Apex made only one payment of $200 to Farr & Stone; Carolyn Lopez advanced the money from her personal funds. In July 1974 Lopez sent a letter on Apex stationery stating "to whom it may concern" that Lopez and his children were not associated with the management of Apex as officer, shareholder, employee, agent, representative, or in any capacity, and were not responsible for any of its obligations, debts, or accounts payable.
 Lopez contends this evidence fails to support the finding that he promised Farr & Stone he would pay the insurance premium obligation of Apex. In making this contention Lopez ignores a cardinal rule of appellate review: the appellate court will not reweigh conflicting evidence before the trier of fact. Whatever other witnesses might have testified, Lawrence Stone testified that Lopez promised to pay Apex's premiums out of his own checkbook. That testimony is not inherently improbable or unworthy of belief and therefore constitutes substantial evidence to support the trial court's finding. (Protopappas v. Protopappas, 213 Cal. App. 2d 659, 664 [28 Cal. Rptr. 884].)
[2a] Lopez contends the statute of frauds bars enforcement of his oral promise.

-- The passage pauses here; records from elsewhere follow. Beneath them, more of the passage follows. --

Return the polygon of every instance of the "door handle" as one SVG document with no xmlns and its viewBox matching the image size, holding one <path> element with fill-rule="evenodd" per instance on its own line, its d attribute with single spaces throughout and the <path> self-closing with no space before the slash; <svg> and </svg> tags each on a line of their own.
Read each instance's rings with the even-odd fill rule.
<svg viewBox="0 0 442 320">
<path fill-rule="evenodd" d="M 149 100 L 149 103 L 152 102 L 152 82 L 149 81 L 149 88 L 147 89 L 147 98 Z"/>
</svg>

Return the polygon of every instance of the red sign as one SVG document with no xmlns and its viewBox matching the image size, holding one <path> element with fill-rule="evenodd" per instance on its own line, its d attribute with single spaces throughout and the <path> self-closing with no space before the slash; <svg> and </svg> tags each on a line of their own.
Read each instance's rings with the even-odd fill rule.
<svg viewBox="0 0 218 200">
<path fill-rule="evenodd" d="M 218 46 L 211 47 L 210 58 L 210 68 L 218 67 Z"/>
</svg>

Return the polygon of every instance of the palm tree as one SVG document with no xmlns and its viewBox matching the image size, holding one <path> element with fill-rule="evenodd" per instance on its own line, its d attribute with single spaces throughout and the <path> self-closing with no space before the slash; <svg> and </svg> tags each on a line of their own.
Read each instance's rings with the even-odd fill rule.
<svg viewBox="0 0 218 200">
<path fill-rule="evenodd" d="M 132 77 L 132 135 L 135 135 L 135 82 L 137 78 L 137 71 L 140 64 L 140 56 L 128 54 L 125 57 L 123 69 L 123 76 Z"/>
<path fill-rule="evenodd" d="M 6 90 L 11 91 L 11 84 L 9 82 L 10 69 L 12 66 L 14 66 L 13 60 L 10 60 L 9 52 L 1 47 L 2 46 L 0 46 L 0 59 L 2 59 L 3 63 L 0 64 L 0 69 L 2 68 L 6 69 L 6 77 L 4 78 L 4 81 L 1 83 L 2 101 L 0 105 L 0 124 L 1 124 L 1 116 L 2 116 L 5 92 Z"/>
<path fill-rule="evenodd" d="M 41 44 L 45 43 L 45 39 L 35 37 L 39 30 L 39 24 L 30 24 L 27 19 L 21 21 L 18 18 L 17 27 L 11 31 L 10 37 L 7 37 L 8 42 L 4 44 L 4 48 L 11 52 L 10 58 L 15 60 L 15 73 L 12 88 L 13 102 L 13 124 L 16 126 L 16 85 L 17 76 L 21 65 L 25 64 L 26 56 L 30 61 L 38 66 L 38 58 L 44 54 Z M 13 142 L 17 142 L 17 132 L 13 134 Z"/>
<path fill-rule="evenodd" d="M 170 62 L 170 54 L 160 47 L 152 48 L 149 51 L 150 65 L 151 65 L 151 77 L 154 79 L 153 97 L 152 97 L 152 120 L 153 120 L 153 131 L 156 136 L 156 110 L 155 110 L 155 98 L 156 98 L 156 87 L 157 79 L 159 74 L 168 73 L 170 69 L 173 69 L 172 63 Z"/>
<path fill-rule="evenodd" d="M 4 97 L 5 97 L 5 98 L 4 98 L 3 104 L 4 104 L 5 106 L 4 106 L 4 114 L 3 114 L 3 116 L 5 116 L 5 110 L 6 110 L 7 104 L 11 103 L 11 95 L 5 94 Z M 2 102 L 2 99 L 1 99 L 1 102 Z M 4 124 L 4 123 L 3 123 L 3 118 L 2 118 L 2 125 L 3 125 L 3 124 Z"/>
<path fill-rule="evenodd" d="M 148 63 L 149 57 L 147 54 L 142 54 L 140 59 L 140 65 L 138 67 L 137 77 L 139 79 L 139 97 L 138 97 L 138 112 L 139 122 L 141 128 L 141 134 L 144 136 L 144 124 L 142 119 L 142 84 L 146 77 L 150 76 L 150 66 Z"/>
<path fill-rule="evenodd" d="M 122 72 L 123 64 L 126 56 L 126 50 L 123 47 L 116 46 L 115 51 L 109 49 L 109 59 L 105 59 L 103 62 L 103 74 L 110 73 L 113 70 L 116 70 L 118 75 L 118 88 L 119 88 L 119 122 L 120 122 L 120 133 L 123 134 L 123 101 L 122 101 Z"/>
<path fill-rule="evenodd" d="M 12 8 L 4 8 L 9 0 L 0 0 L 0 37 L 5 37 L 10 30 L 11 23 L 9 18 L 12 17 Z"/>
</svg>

Farr & Stone relies on an exception to the statute in Civil Code section 2794: "A promise to answer for the obligation of another, in any of the following cases, is deemed an original obligation of the promisor, and need not be in writing: ... (4) Where the promise is upon a consideration beneficial to the promisor, whether moving from either party to the antecedent obligation, or from another person ..." Lopez argues this exception does not apply because there was no consideration beneficial to him in this case because he received nothing of immediate and direct pecuniary benefit. (See Michael Distributing Co. v. Tobin, 225 Cal. App. 2d 655, 665 [37 Cal. Rptr. 518].)

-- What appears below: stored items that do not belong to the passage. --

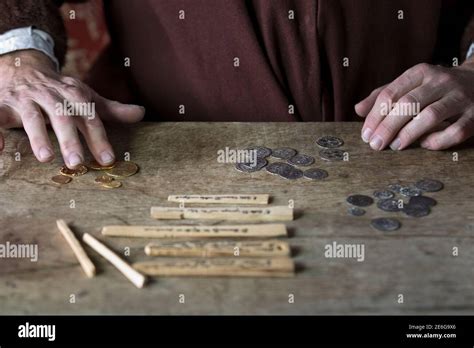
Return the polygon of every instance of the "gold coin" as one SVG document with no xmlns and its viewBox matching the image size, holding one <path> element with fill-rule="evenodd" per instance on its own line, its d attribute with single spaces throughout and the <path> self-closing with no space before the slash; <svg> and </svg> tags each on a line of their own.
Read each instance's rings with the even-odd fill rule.
<svg viewBox="0 0 474 348">
<path fill-rule="evenodd" d="M 100 163 L 98 163 L 97 161 L 91 161 L 87 167 L 89 169 L 92 169 L 92 170 L 108 170 L 108 169 L 112 169 L 113 167 L 115 167 L 115 163 L 112 163 L 108 166 L 102 166 L 100 165 Z"/>
<path fill-rule="evenodd" d="M 115 178 L 124 178 L 135 175 L 138 172 L 138 166 L 133 162 L 116 162 L 115 167 L 107 170 L 106 173 Z"/>
<path fill-rule="evenodd" d="M 114 181 L 115 179 L 108 175 L 99 175 L 95 178 L 95 182 L 98 184 L 107 184 Z"/>
<path fill-rule="evenodd" d="M 65 175 L 55 175 L 51 178 L 51 180 L 59 185 L 69 184 L 72 181 L 70 177 Z"/>
<path fill-rule="evenodd" d="M 69 169 L 66 166 L 62 166 L 61 169 L 59 170 L 59 173 L 61 175 L 69 176 L 69 177 L 74 177 L 74 176 L 81 176 L 84 175 L 88 172 L 89 170 L 87 169 L 86 166 L 83 166 L 82 164 L 77 168 L 77 169 Z"/>
<path fill-rule="evenodd" d="M 119 188 L 122 186 L 122 183 L 120 181 L 112 180 L 111 182 L 105 182 L 102 184 L 102 187 L 108 188 L 108 189 L 114 189 L 114 188 Z"/>
</svg>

The statute of frauds does not apply. The forebearance of Farr & Stone to cancel Apex's insurance policies was a detriment to Farr & Stone, which passed up the opportunity to obtain rebates on prepaid [61 Cal. App. 3d 622] premiums, and a benefit to Lopez's children, who had a promised ownership interest in Apex. Lopez, of course, had a direct and personal concern in the welfare of his children and their economic venture. Moreover, his own business reputation was at stake since he assumed the title of "elected chairman of the board" of Apex and undertook to save the failing company.  "It is well settled that whenever the leading and main object of the promisor is not to become surety or guarantor of another but to subserve some purpose or interest of his own, the promise is not within the statute [of frauds] even though performance of the promise may pay the debt or discharge the obligation of another." (Merritt v. J.A. Stafford Co., 68 Cal. 2d 619, 628 [68 Cal. Rptr. 447, 440 P.2d 927].)

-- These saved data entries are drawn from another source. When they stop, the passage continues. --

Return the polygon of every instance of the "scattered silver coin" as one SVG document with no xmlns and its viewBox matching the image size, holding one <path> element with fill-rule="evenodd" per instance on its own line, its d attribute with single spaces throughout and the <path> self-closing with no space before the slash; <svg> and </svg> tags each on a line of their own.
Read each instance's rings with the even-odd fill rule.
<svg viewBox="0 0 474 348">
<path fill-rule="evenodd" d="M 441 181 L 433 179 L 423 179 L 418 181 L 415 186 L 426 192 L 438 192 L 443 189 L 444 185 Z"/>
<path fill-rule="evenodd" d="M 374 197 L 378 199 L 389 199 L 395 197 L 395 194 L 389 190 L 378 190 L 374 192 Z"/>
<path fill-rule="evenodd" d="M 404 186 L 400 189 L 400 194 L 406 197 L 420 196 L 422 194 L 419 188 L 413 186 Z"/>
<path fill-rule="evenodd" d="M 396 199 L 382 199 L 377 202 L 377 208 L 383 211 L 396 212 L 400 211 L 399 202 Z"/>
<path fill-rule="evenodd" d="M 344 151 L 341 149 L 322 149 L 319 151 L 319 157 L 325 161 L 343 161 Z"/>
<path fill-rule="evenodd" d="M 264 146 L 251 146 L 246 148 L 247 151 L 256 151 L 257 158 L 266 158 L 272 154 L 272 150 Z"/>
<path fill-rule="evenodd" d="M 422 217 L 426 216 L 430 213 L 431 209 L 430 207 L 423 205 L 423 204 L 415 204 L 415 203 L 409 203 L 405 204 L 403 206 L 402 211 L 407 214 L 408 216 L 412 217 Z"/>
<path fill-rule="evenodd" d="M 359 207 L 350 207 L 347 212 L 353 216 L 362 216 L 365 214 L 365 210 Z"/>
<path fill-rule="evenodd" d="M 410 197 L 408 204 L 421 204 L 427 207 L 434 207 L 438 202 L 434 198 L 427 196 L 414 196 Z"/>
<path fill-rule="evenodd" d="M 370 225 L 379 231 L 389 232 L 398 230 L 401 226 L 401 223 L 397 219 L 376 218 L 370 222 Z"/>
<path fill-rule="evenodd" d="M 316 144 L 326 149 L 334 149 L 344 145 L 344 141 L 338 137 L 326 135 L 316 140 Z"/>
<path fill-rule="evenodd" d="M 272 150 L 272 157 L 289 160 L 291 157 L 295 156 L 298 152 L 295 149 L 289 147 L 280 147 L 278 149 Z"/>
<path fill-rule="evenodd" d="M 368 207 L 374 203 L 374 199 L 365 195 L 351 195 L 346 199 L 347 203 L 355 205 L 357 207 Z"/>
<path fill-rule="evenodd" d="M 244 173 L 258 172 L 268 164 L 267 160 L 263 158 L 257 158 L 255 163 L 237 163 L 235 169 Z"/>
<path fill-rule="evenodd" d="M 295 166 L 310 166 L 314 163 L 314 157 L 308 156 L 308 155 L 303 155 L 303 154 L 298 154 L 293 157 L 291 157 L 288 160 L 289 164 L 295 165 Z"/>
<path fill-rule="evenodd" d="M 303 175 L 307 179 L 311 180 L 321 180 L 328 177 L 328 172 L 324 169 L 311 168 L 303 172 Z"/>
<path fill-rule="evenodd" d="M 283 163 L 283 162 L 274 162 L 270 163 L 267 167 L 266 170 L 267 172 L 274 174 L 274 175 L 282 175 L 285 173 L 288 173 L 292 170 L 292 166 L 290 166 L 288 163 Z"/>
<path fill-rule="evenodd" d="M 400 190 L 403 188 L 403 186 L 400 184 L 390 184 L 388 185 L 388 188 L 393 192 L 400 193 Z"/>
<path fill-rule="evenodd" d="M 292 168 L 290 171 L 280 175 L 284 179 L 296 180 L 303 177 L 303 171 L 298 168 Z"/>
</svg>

The consideration required for Civil Code section 2794, subdivision (4), usually is, but need not be, pecuniary. In Schumm v. Berg, 37 Cal. 2d 174, 187-188 [231 P.2d 39, 21 A.L.R.2d 1051], for example, part of the consideration was an agreement to name a child after the promisor. The Supreme Court in Schumm noted that the important question is whether the promise is only an assumption of another's liability or a new and primary obligation of the promisor. [2b] The evidence supports the trial court's finding that Lopez undertook a new and primary obligation in return for the continued support of Farr & Stone.
The judgment is affirmed.
Roth, P. J., and Compton, J., concurred.